Salı akşamı Gezi Parkı, olması gerektiği gibiydi. Rengarenk çadırlar kurulmuş, 600-700 kişi toplanmış, şarkılarla, türkülerle “Taksim bizim” diyerek biraraya gelmişti.
Gündüz, bir avuç insanın polise ve yıkıma direndiği, biber gazı ve hüzünle kaplanan alan, akşam panayır havasındaydı… Sivillerse köşede bekleyerek bu neşeli kalabalığı fişlemekle meşguldu. Bir dostum, basbayağı “Bunlar AKP karşıtları” diye parmakla gösterildiğine şahit olmuş. Jammer’lar bir yerlerde olmalı, zira ne telefon çekiyor, ne tweet atılıyor.

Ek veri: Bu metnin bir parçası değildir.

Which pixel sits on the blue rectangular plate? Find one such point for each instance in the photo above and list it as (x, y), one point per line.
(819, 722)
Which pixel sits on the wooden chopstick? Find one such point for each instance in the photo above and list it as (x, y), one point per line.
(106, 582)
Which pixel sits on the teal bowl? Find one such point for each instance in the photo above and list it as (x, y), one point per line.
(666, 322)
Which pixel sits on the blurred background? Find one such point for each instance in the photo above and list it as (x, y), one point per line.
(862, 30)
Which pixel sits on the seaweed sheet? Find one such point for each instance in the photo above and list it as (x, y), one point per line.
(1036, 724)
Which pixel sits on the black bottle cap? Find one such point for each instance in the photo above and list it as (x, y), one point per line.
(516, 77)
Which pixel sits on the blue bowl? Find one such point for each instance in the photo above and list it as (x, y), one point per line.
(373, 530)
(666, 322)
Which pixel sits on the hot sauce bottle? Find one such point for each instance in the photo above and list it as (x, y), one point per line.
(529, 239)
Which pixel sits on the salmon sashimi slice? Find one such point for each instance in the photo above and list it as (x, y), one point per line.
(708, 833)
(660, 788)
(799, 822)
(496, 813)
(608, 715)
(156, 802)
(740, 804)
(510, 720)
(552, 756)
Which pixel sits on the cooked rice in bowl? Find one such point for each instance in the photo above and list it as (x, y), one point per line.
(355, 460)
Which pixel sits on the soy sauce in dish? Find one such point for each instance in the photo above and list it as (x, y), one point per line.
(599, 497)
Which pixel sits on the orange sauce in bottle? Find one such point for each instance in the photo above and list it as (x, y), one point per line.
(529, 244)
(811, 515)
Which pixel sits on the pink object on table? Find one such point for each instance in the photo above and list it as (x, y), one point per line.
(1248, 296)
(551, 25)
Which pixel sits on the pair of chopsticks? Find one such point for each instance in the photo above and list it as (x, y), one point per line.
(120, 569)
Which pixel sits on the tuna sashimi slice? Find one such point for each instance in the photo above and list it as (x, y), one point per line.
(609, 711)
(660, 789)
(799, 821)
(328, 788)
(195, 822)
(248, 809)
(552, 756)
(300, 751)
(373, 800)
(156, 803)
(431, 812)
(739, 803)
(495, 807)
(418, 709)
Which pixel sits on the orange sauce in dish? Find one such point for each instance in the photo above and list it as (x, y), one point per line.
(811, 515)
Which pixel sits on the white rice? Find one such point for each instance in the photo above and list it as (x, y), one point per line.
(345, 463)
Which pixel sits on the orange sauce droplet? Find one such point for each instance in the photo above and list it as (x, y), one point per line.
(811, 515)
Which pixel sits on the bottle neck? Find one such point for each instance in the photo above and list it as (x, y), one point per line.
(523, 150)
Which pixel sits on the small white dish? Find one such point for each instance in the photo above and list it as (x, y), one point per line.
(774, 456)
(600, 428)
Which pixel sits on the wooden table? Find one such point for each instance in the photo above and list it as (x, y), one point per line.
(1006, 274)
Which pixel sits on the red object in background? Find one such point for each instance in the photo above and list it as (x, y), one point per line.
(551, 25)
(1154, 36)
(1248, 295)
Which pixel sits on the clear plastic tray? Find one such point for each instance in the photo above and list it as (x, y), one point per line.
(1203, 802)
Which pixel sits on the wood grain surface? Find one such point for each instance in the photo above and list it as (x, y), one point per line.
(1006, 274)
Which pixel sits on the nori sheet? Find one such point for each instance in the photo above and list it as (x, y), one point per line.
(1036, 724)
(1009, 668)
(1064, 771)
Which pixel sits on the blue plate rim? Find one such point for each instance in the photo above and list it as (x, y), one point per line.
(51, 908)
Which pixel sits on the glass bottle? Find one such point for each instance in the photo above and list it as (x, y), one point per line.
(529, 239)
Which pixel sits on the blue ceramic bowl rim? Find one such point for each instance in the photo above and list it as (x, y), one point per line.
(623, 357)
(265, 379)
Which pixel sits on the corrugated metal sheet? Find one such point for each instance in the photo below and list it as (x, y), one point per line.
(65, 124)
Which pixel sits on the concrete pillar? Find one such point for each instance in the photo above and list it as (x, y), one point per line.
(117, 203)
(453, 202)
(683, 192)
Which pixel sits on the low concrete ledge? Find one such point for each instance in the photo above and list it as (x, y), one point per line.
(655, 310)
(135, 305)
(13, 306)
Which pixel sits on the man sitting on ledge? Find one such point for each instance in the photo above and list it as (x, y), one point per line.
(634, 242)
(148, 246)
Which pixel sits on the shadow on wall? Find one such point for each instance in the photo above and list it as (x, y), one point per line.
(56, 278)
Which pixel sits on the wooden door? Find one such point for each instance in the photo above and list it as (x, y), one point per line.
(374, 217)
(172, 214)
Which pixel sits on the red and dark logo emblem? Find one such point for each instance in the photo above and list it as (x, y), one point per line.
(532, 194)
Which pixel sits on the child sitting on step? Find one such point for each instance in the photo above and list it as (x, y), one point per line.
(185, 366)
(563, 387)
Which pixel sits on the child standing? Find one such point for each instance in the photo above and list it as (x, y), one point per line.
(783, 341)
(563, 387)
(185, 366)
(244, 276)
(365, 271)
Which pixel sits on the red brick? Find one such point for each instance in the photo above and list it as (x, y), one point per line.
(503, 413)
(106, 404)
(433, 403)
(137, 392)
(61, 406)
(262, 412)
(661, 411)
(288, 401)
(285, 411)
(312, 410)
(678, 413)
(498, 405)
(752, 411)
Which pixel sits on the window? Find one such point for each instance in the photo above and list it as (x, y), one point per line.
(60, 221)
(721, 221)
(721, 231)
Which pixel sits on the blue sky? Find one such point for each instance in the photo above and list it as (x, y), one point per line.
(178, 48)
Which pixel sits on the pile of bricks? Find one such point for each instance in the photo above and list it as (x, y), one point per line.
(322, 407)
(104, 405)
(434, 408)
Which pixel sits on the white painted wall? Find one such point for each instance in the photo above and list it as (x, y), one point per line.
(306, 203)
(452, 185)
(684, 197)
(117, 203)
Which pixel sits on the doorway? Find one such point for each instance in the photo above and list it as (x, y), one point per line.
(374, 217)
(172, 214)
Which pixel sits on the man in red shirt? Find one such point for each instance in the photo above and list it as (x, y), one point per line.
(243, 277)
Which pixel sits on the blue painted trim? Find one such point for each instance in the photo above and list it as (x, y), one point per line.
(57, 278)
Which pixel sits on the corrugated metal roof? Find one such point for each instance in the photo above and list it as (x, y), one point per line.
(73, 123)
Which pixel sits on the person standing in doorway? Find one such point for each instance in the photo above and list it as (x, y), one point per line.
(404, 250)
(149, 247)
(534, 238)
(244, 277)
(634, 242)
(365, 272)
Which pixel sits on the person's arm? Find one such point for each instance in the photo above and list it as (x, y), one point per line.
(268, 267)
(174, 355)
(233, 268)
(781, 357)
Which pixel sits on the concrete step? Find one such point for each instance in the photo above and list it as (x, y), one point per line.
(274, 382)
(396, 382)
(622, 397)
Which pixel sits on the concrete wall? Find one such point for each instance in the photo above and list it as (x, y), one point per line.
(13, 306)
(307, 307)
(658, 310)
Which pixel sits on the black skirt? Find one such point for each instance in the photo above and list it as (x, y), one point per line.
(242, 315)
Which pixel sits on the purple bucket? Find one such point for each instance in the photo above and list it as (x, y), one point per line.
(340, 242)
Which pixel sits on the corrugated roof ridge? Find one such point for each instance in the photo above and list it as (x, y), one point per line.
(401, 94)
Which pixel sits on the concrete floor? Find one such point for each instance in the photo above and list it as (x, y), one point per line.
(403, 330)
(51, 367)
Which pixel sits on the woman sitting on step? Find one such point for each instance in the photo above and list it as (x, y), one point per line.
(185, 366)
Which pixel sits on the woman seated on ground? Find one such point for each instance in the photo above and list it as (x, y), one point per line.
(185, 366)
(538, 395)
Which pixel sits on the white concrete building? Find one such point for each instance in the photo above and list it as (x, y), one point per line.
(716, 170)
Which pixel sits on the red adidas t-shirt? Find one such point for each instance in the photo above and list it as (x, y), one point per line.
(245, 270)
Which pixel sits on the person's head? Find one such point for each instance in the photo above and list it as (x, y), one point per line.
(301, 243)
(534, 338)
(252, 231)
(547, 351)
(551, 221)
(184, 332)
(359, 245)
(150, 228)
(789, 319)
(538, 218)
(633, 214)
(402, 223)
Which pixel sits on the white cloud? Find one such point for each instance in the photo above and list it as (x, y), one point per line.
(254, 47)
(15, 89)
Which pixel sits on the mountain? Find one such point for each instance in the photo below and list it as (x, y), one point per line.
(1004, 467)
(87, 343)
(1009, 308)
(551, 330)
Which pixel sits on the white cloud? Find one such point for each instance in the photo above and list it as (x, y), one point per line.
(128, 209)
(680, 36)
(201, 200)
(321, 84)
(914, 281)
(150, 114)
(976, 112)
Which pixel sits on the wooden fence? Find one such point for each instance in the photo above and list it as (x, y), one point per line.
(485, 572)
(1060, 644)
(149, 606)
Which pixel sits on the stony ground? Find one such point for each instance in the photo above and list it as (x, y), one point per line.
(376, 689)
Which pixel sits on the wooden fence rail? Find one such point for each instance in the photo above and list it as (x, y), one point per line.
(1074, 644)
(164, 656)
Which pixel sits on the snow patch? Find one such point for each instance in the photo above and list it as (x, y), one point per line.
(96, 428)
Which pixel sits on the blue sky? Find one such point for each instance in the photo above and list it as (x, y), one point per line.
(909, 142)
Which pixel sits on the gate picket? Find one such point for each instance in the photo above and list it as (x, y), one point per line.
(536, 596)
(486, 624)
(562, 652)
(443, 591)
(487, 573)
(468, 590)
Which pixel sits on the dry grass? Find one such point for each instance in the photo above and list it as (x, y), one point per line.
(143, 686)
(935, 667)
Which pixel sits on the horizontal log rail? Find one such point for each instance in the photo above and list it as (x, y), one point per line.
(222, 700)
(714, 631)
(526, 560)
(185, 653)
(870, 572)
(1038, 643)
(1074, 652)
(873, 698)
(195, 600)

Ne gam! Halaylar çekildi, Karadeniz havaları oynandı… Köfteciler, çaycılar servis yaptı. Sanki eylem yeri değil, Açıkhava konseri öncesi gibiydi Gezi. Ve zaten, gelenler de konser kitlesiydi.

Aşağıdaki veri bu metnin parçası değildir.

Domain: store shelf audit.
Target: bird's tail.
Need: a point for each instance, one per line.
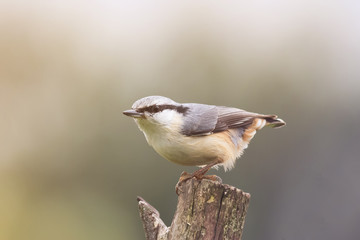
(274, 122)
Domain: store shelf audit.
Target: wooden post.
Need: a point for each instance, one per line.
(206, 210)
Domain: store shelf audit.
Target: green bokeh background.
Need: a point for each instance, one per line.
(71, 165)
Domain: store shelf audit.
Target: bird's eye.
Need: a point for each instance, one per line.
(156, 108)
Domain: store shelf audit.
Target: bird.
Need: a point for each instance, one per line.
(194, 134)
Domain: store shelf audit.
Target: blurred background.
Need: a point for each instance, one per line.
(71, 165)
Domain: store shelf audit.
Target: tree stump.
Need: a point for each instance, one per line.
(206, 209)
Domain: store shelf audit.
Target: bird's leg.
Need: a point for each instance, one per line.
(199, 174)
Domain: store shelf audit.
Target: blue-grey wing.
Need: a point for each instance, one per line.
(204, 119)
(200, 119)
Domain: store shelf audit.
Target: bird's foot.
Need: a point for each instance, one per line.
(199, 175)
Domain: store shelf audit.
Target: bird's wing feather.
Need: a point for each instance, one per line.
(206, 119)
(200, 119)
(233, 118)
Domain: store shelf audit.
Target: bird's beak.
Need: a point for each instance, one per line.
(133, 113)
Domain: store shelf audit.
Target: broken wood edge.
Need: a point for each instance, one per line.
(206, 209)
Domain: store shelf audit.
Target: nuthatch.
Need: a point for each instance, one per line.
(195, 134)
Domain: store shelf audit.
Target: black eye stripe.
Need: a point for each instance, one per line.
(159, 108)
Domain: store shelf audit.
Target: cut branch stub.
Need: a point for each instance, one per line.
(206, 210)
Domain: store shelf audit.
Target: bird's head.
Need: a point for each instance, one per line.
(156, 110)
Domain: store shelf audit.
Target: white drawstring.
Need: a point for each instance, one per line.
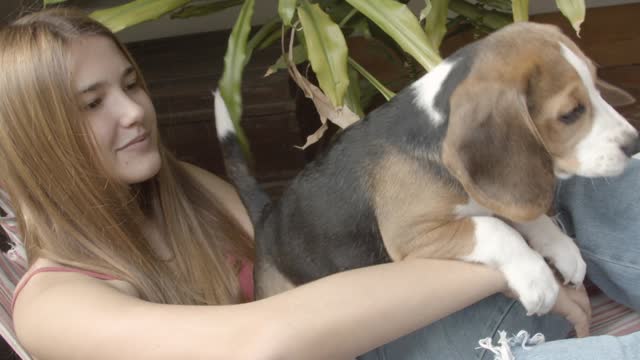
(502, 350)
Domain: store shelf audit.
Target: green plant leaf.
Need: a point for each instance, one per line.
(520, 9)
(397, 20)
(436, 21)
(327, 51)
(487, 20)
(388, 94)
(286, 9)
(574, 10)
(265, 33)
(299, 56)
(205, 9)
(135, 12)
(235, 59)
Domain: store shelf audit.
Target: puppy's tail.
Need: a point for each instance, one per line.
(254, 199)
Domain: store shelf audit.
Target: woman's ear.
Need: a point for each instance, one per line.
(492, 150)
(614, 95)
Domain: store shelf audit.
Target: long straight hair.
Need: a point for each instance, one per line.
(70, 211)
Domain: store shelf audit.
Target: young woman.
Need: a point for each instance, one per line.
(135, 255)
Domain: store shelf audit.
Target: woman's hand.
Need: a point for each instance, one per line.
(573, 303)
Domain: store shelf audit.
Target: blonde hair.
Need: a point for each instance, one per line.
(70, 212)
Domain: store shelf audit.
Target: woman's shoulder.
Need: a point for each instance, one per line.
(223, 191)
(45, 274)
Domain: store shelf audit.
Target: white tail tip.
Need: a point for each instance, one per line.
(224, 125)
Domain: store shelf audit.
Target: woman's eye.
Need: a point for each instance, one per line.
(93, 104)
(132, 85)
(573, 115)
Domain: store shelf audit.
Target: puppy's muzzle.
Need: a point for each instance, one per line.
(631, 147)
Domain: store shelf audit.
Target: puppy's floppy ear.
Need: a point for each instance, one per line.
(492, 150)
(614, 95)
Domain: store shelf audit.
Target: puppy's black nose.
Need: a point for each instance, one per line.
(631, 148)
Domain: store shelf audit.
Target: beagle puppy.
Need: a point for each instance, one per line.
(459, 165)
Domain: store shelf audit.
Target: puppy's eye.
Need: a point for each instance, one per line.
(573, 115)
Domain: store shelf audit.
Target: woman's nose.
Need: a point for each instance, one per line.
(131, 112)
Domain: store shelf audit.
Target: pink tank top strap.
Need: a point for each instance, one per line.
(30, 274)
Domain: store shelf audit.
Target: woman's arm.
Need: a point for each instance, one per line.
(71, 316)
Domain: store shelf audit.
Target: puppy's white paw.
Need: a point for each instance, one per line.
(565, 256)
(532, 279)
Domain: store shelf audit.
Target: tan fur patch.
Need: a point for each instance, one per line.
(415, 211)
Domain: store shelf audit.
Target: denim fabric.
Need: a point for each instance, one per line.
(603, 215)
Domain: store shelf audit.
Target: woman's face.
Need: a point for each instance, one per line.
(118, 111)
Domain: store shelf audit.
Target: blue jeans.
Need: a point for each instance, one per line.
(603, 215)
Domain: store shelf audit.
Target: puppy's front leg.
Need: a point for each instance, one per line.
(546, 238)
(502, 247)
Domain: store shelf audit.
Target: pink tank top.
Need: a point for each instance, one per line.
(245, 277)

Umarım bugün, yarın ve sonrasında aynı hava devam eder… Ama Gezi Parkı’ndaki usulsüz, kanunsuz yıkımdan öyle kolay vazgeçeceklerini sanmayın. Çünkü ne kültür, ne şehir, ne de demokratik hak umurlarında.
Sinsice bekleyecekler… Taksim tepkisi dinmeye yüz tutunca, yine bir gece yarısı fütursuzca saldıracaklar. Öğrencilerin final zamanı, kolay gelemeyecek kimse… Eh Haziran da geldi, yavaş yavaş burada toplanacak kitle tatile kaçar. Hesap bu olacak. Tıpkı Emek’te yaptıkları gibi, fırsatını bulduklarında kazmaları, kepçeleri indiriverecekler.

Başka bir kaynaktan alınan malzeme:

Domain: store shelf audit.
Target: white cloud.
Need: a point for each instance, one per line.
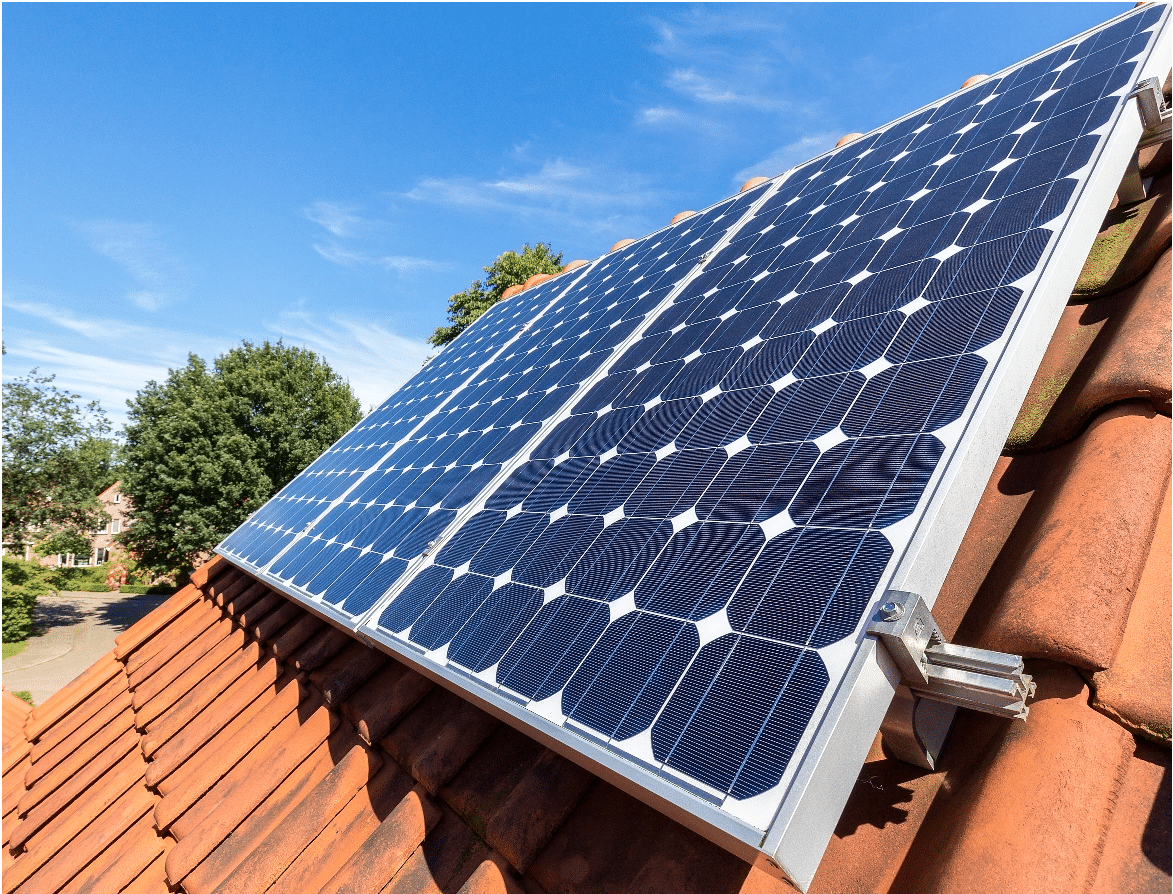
(337, 218)
(584, 196)
(140, 250)
(338, 254)
(790, 155)
(373, 358)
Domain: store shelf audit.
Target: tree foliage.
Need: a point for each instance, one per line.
(56, 460)
(211, 445)
(509, 269)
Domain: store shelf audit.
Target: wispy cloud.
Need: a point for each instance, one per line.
(580, 194)
(372, 357)
(787, 156)
(338, 254)
(336, 217)
(142, 254)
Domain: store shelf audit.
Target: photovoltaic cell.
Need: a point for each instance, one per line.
(664, 494)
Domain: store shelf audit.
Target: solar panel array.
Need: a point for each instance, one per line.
(665, 495)
(348, 527)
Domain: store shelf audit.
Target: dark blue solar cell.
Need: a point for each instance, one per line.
(551, 647)
(399, 529)
(605, 432)
(556, 550)
(507, 546)
(870, 482)
(407, 607)
(659, 425)
(611, 482)
(725, 418)
(422, 534)
(449, 610)
(626, 677)
(675, 483)
(698, 570)
(561, 483)
(494, 627)
(758, 483)
(357, 570)
(739, 712)
(955, 325)
(307, 569)
(331, 570)
(811, 586)
(618, 559)
(849, 345)
(916, 397)
(370, 590)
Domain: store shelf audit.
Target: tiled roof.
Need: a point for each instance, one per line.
(234, 743)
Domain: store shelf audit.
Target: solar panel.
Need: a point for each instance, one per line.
(644, 512)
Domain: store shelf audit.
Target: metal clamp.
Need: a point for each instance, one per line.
(938, 677)
(1154, 113)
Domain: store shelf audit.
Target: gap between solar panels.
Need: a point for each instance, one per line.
(683, 517)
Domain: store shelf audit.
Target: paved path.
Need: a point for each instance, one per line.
(70, 631)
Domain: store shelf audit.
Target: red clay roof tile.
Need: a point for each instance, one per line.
(346, 671)
(1130, 242)
(346, 831)
(1064, 588)
(245, 786)
(385, 699)
(262, 821)
(248, 670)
(232, 745)
(1023, 806)
(438, 737)
(381, 855)
(1104, 352)
(1134, 857)
(1136, 689)
(271, 858)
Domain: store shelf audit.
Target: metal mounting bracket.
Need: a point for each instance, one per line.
(938, 677)
(1157, 119)
(1154, 114)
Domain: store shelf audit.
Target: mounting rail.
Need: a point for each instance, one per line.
(938, 677)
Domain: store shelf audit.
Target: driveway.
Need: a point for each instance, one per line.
(70, 631)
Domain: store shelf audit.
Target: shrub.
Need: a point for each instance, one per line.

Çünkü ne sivil haklar, ne kentlilik, ne de gelecek umurlarında… Doğaymış, ağaçmış, bunlar zaten ‘gereksiz ayrıntılar’! Varsa yoksa satış. Varsa yoksa para. Varsa yoksa inşaat. Sadece varlıklı kesimlerin, zengin turistlerin faydalanabileceği alanlar yaratmak önemli olan. Gerisini tık bir betona, olsun bitsin!
Bir başka dostum, dehşet içinde şöyle diyor: “Şuraya bakar mısın? Normal bir kentte, tartışılması bile gerekmeyecek şeyler için toplanıyoruz. Parkı, sinemayı, garı, iskeleyi yıkmasınlar diye uğraşıyoruz…”
Haydarpaşa’yı alenen “Para kazanacağız” diye kapatıp kiraladılar. Emek’i yıkarken gerekçe “Fareler dolaşıyor” idi. Gezi Parkı’ndaki bahaneyse “Transseksüeller yeri” olması!
Ne kadar gerçeklikten ve insaniyetten uzak olsa, o kadar iyi. Kamuya ait alanları satmak için bir kılıf bulmamalılar. Beşiktaş iskelesi satışının bahanesi bile yok. Bunlar o kadar fütursuz yöntemlerle yapılıyor ki değme ganster filmlerine taş çıkartır!
Gezi Parkı direnişi, salt Gezi Parkı için yapılmıyor. Bu dayanışma, bu direnç, siyasetin ötesinde bir durum. İstanbul için, çocuklarımız için, hak aramak için, her yönetime gelenin kafasına göre yakıp yıkamayacağını göstermek için, kent kültürü için ve şehrin merkezinde kalan son birkaç ağacımıza sahip çıkmak için bu çaba. Hâlâ anlayamadınız mı?
– Bu soruyu sorduğumda nedense bazıları çok sinirleniyor. Sahi, dindar kesim neden parka sahip çıkmıyor? Gezi, hepimizin parkı değil mi? Mesele AKP taraftarı olmak ya da olmamak değil ki…
– Hak ve özgürlükler konusunda bir zamanlar mangalda kül bırakmayanların sessizliği şaşırtıcı olmasa bile, çok üzücü… Bir nevi turnusol kağıdı, çünkü kendi yaşam alanına müdahaleye karşı çıkamadıklarını gösteriyor.
– Şunu da söyleyeyim: Gezi Parkı direnişine, ne olup bittiğini izlemeye gelen birkaç başörtülü hanım görmekten mutluluk duydum.
– Dün İstanbul’un fethinin yıldönümüydü… “Ecdadımız, evlatlarımız, dinimiz, imanımız” diyenlerin vicdanı, İstanbul’un talanına için hiç mi sızlamaz? Doğayı sevmek, saygı göstermek, Ramazan programlarında açan bir gülü seyretmekten mi ibarettir?